John Rapley | The Obama years – dignity and disappointment
As the final months of Barack Obama's presidency have dwindled to days, and now hours, the sense of foreboding is increasingly laced with disappointment, and even anger. To many of his most ardent supporters, Mr Obama was the man who came to power raising high hopes, only to let them down. As he leaves office with high approval ratings only to pass the baton to a successor much of America can barely stand, many are asking if Mr Obama couldn't have done more to prevent the rise of Donald Trump.
Before things get gloomy, let's start with the shine that will never tarnish. Some of Mr Obama's legacy will never be undone. In particular, getting elected was itself a huge achievement. In so doing, Mr Obama smashed a barrier that many people, myself included, worried might never fall. Today, African-Americans can reasonably cling to that little piece of the American dream, that any child can grow up to be President, and journalists now regularly scan the horizon for the promising young black politicians who might yet be White House material (Cory Booker? Kamala Harris?).

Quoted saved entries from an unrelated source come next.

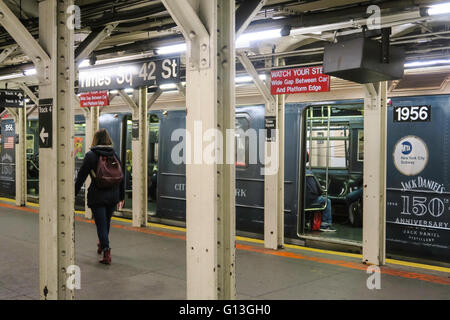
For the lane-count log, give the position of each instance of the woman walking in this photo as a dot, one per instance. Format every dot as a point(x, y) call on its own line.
point(106, 190)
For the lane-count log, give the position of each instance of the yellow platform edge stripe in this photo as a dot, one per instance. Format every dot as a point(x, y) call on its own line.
point(258, 241)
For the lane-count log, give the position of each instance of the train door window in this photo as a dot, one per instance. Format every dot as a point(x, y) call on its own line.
point(32, 152)
point(153, 162)
point(328, 181)
point(30, 144)
point(242, 141)
point(361, 145)
point(79, 140)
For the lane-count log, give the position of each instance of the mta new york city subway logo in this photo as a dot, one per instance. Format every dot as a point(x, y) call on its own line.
point(410, 155)
point(406, 147)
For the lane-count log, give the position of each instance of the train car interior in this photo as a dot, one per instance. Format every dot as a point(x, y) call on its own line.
point(333, 139)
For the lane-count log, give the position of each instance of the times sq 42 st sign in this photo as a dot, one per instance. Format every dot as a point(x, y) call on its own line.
point(135, 74)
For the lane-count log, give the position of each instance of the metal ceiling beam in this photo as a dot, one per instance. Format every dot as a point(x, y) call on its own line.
point(5, 53)
point(25, 40)
point(92, 41)
point(245, 14)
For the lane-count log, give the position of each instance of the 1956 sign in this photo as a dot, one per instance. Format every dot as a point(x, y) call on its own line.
point(135, 74)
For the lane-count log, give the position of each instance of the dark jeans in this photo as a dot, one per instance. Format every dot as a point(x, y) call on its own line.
point(326, 214)
point(354, 196)
point(102, 217)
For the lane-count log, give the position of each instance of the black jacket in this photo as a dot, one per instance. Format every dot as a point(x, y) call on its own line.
point(313, 190)
point(99, 197)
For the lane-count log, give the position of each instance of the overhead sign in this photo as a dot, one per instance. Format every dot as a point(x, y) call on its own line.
point(94, 99)
point(270, 124)
point(410, 155)
point(299, 80)
point(135, 74)
point(11, 98)
point(412, 113)
point(45, 123)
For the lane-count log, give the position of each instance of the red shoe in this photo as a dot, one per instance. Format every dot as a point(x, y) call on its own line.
point(106, 257)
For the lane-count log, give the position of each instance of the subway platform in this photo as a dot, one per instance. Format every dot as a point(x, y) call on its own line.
point(150, 264)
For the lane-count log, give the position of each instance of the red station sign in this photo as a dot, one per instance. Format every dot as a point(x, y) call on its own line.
point(299, 80)
point(94, 99)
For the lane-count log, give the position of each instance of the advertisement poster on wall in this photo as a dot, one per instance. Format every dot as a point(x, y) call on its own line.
point(7, 158)
point(418, 189)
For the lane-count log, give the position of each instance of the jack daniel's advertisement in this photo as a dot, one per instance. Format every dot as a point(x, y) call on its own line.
point(418, 190)
point(7, 158)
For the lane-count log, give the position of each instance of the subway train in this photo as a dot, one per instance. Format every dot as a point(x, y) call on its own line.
point(332, 133)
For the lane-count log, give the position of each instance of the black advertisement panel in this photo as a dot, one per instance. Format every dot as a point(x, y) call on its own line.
point(7, 158)
point(418, 179)
point(135, 74)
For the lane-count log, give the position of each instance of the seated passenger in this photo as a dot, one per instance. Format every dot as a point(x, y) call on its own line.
point(314, 197)
point(354, 196)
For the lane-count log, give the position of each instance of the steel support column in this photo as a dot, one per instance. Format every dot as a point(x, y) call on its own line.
point(273, 177)
point(21, 157)
point(139, 149)
point(92, 126)
point(19, 116)
point(56, 165)
point(374, 207)
point(209, 29)
point(281, 100)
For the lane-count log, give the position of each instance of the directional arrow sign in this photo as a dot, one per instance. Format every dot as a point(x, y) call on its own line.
point(43, 135)
point(46, 123)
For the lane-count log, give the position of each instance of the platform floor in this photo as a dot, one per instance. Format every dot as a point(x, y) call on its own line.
point(150, 263)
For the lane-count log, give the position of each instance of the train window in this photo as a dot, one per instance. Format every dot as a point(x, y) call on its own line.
point(79, 141)
point(30, 144)
point(361, 145)
point(334, 147)
point(242, 142)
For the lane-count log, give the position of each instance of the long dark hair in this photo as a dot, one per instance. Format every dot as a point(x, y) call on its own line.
point(101, 138)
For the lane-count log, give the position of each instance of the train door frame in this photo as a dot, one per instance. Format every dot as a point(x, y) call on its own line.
point(301, 179)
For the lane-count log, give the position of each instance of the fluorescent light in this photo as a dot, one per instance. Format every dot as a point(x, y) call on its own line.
point(11, 76)
point(168, 86)
point(245, 39)
point(244, 79)
point(172, 49)
point(30, 72)
point(84, 63)
point(443, 8)
point(426, 63)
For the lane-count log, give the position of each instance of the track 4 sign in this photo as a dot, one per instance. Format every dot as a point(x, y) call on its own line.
point(135, 74)
point(45, 123)
point(11, 98)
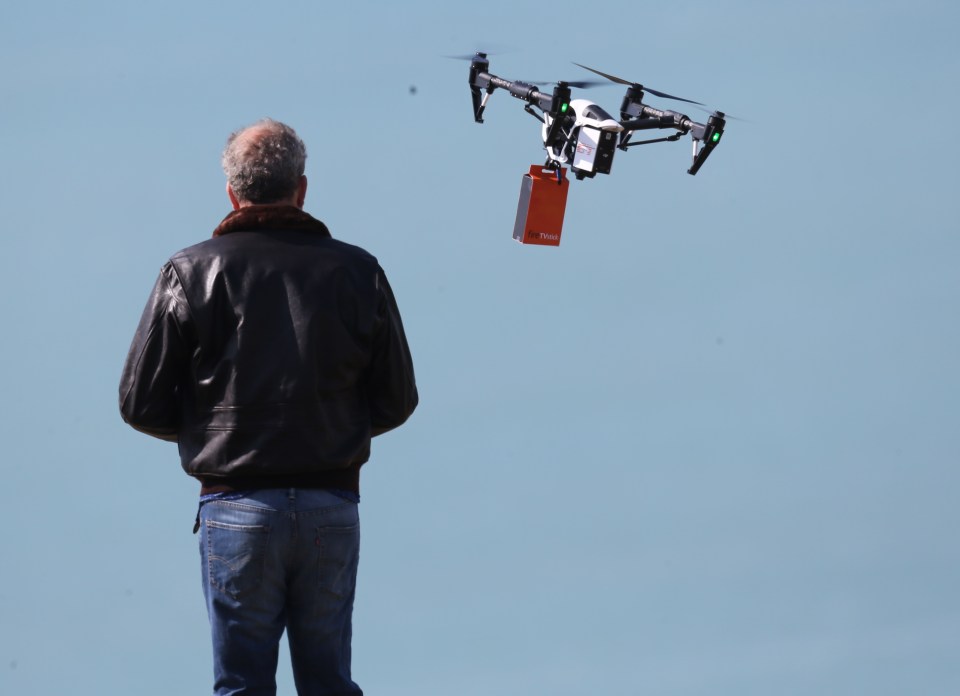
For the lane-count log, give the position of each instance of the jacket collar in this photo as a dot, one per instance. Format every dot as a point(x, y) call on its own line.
point(270, 217)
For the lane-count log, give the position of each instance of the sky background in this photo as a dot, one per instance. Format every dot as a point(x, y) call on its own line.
point(707, 446)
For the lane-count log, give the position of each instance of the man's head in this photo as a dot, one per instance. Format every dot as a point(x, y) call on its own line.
point(264, 163)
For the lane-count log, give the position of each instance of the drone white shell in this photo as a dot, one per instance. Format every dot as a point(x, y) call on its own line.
point(588, 116)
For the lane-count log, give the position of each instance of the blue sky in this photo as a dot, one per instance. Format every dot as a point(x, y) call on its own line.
point(708, 445)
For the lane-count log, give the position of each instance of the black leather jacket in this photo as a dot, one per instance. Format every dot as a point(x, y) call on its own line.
point(271, 353)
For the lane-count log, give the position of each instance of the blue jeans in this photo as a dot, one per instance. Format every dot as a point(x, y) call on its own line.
point(276, 559)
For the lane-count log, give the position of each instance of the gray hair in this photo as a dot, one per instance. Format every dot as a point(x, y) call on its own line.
point(264, 162)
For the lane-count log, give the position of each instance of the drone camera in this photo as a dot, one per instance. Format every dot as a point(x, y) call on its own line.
point(593, 152)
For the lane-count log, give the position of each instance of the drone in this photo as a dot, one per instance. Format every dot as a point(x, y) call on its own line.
point(579, 133)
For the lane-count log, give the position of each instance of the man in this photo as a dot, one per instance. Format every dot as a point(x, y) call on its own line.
point(271, 354)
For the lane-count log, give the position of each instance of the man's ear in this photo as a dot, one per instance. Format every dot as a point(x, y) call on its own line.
point(234, 201)
point(301, 191)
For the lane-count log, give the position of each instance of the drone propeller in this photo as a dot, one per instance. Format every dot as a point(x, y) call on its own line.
point(621, 81)
point(581, 84)
point(478, 54)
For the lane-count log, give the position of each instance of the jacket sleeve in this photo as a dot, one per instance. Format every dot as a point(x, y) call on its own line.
point(158, 357)
point(392, 387)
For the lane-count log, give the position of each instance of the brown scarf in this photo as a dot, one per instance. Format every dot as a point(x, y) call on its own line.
point(270, 217)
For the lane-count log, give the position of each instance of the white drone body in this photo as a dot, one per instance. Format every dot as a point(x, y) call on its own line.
point(588, 146)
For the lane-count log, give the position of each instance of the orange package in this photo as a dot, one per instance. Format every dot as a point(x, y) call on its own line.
point(543, 199)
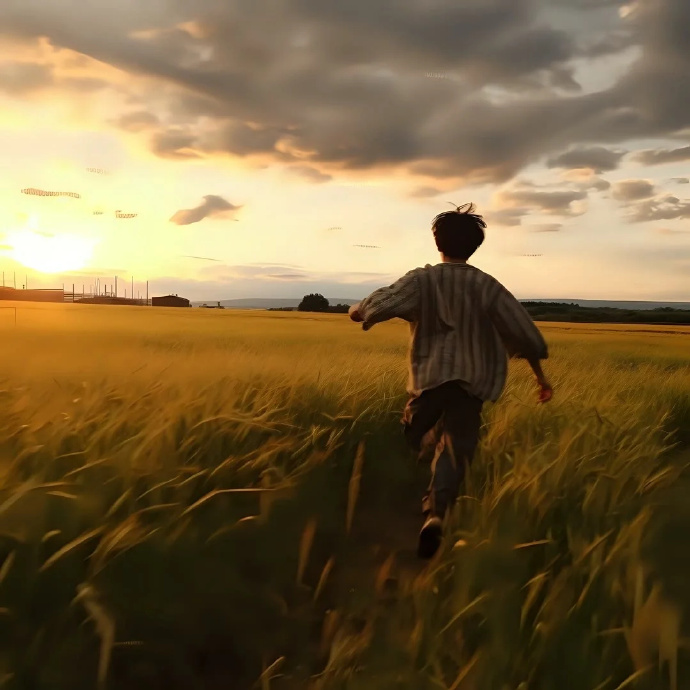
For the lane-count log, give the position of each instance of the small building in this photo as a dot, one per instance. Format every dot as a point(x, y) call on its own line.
point(170, 301)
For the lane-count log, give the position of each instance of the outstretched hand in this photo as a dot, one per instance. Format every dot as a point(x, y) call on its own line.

Mr Obama and his wife also did something that apparently mattered a lot to Democrats, still smarting from the Clinton presidency: they restored dignity to the White House. Memories of his calm, statesmanlike leadership, and his and Michelle's unerringly dignified demeanour, will only grow fonder, now that the White House risks becoming the stage for schoolboy antics.
NEGLECTED THE PARTY
Yet that reserve and reflectiveness also had a cold, aloof aspect to it. Mr Obama seemed to retreat so far into the Oval Office that he neglected the needs of his party, of which the President is usually considered the leader. He spent comparatively little time fund-raising, pounding the hustings for allies or building the party's networks. Partly as a result, under his watch, the Democrats were ill-prepared to resist the Republican fightback from an exile that once looked, back in the heady days of 2008, like it might last a long time.
While Mr Obama neglected the Party, the Clinton machine, which also looked to have been soundly defeated back in 2008, staged its own fightback. Bill and Hillary gradually worked their way back to the centre of the party and put their allies in powerful positions, making her 2016 candidacy an all but done deal. Despite overwhelming evidence that America was in an insurgent mood, the Party chose a nominee who was the old guard incarnate, and Mr Obama went along with it.
It was a catastrophic misjudgement, and we will all have to live with the consequences. Today, with two-thirds of America's governors and legislators being Republican, and with all branches of the federal government in Republican hands, Mr Obama's signature policies, like Obamacare, may be rapidly undone.
In the short term, too, things will probably only get worse for the Democrats. Since the drawing of electoral boundaries is a state responsibility, and is politicised in legislatures, Republican dominance at the state-level will ensure that redistricting will continue to favour the governing party.
Apparently mindful of this, Mr Obama has been hinting of late that he might stick around for a while to help his party to start rebuilding. We can only hope that if he does so, he returns to his roots. It's easy to forget now, but back in 2008, Mr Obama ran as something of an insurgent himself. After building a vast grassroots network via social media, he overwhelmed the Democratic establishment, whose commanding heights were solidly in the hands of the Clinton machine.
In theory, Mr Obama neglected his party because he was going to build upon this network, enabling him to mobilise support for the transformational presidency he wanted to bring about. In practice, he neglected the movement as well. Instead, once in office, he quickly made peace with the establishment. At the height of the worst financial crisis in history, he brought in the same Clinton-era officials that many Americans held responsible for the crisis. They set about bailing out the banks and foreclosing homes, setting in motion the populist insurgency that has now come into full bloom.
The Democrats are headed into an exile of their own, and Mr Obama seems ready to accept his share of the blame. If he attends to the unfinished work of his presidency, his may end up being one of those cases in which the historical record is determined as much by a post-presidency as by a presidency.